As Seth Godin puts it:

Marvel spent $400,000,000 to make Avengers: Endgame. Because there was a business model in place that made it a reasonable investment choice.

What if we wanted to cure river blindness or address ineffective policing as much as we wanted to watch movies? The business model would shift and things would change–in a different direction.

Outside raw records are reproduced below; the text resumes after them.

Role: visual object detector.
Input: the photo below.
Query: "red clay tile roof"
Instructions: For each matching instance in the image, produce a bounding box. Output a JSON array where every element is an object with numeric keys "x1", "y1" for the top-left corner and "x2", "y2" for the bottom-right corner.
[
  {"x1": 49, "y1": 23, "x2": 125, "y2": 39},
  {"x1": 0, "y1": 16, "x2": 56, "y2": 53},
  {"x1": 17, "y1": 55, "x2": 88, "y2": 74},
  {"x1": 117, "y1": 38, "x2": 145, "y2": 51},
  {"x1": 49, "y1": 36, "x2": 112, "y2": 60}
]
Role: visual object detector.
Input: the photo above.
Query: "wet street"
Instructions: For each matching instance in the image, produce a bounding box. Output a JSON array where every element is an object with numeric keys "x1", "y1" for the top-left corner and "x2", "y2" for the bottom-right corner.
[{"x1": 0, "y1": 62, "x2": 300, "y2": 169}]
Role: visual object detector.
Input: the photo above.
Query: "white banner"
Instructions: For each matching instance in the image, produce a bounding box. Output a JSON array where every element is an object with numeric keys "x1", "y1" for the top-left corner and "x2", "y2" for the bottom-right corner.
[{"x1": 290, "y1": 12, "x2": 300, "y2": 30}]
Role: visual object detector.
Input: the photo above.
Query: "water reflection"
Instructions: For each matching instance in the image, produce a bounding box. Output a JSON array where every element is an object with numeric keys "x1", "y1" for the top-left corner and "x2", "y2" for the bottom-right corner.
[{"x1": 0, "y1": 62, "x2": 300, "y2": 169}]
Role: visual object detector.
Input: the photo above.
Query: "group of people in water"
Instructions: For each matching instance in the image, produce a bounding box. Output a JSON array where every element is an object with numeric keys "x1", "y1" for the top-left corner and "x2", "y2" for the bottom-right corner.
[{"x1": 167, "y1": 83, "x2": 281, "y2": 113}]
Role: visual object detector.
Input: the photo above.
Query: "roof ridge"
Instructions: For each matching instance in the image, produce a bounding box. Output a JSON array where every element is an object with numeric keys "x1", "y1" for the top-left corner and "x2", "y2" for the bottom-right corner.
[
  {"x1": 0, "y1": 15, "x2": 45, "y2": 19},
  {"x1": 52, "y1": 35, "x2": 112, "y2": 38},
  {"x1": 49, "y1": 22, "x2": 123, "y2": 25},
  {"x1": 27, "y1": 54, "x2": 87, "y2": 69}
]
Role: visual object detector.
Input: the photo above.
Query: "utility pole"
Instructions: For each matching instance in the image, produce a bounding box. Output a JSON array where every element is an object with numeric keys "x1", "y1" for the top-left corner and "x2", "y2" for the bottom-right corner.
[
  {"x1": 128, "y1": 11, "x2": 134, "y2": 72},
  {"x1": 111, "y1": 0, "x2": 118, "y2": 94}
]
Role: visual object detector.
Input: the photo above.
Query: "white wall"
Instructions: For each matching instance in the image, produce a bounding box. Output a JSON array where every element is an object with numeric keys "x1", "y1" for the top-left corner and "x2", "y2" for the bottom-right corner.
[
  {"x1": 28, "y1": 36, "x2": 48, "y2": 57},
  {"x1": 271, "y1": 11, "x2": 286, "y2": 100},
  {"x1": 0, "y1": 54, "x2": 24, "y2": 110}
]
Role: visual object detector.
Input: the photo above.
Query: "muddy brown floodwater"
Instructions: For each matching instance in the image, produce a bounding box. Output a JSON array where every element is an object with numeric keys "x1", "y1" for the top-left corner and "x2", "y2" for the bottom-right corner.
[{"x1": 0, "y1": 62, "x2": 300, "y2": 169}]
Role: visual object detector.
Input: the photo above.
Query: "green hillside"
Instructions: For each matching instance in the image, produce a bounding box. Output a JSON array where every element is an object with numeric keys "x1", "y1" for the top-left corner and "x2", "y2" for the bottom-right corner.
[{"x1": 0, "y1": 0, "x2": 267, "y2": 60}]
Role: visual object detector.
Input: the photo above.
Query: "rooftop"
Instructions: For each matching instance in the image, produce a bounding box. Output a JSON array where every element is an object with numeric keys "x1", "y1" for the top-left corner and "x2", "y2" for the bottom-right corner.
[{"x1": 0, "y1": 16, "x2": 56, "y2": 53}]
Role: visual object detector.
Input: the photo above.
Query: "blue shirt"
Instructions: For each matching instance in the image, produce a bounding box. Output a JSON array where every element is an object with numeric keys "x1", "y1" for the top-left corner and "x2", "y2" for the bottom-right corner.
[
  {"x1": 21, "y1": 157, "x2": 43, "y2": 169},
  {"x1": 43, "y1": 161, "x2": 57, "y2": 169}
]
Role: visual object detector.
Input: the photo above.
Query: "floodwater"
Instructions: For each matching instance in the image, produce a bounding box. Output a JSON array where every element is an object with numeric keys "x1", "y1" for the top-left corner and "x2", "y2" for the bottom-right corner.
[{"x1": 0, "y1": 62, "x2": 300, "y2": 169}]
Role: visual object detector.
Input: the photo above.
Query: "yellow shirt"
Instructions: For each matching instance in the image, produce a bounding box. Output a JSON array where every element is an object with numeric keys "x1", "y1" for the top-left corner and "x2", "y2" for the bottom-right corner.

I’m not sure there’s an intrinsic reason that watching a particular movie is more satisfying than solving an endemic problem. We’ve simply evolved our culture to be focused on the business of amusement instead of the journey toward better. [Emphasis added]
—Seth Godin, In search of amusement

Seth points out that our business models have shifted away from those that satisfy needs, towards those that satisfy wants. These growing businesses make money by selling distraction from work, work that is needed to make things better.

Pandemic distractions

As I write this, the COVID pandemic has been raging for a year. We’ve had even more reasons to distract ourselves from the additional turmoil the pandemic has brought to our lives. Online streaming consumption has soared (while live event attendance has plummeted). The rise of online makes it possible to choose exactly the kind of distraction we want with a click or finger tap.

It’s hard to believe that in a (hopefully) post-pandemic future, we’ll spontaneously give up our newfound distractions. Especially since businesses are hard at work creating more distraction opportunities and temptations, making it even easier to avoid what matters.

After all, that’s where the money is.

Or is it?

A different choice

Each of us can make a different choice.

It’s going to need to be a conscious choice, because businesses craft their distractions to be as addictive as possible. They will continue to do their best to make us want things that aren’t what we need.

There are so many unmet basic needs in this world. Here are some important ones:

  • Shelter
  • Food and water
  • Healthcare
  • Safety
  • Adequate income
  • Education

None of these needs are impossible to satisfy. The human race is capable of significantly improving access to all of them right now.

Working to meet these needs is a global effort. No one person can singlehandedly satisfy these needs. But each of us can do something.

You can make a difference

Individually, you can make a difference. Each of has unique talents and energy to devote to issues that matter.

We can choose to distract ourselves a little less, and use our freed up time to make the world a little better.

Because, for our world to become a better place, we can’t keep distracting ourselves from what matters.

You get to choose. Reduce weekly Netflix watching? Stop solving quite so many crossword puzzles? Don’t play Solitaire so often? (Those are some of my choices.)

Use your freed up time to make the world a little better. (I choose to help run non-profits that provide support for healthcare and education, and to support other non-profits that work on improving the world.)

Make a conscious choice that works for you. One that supports a “journey towards better” for the world we live in.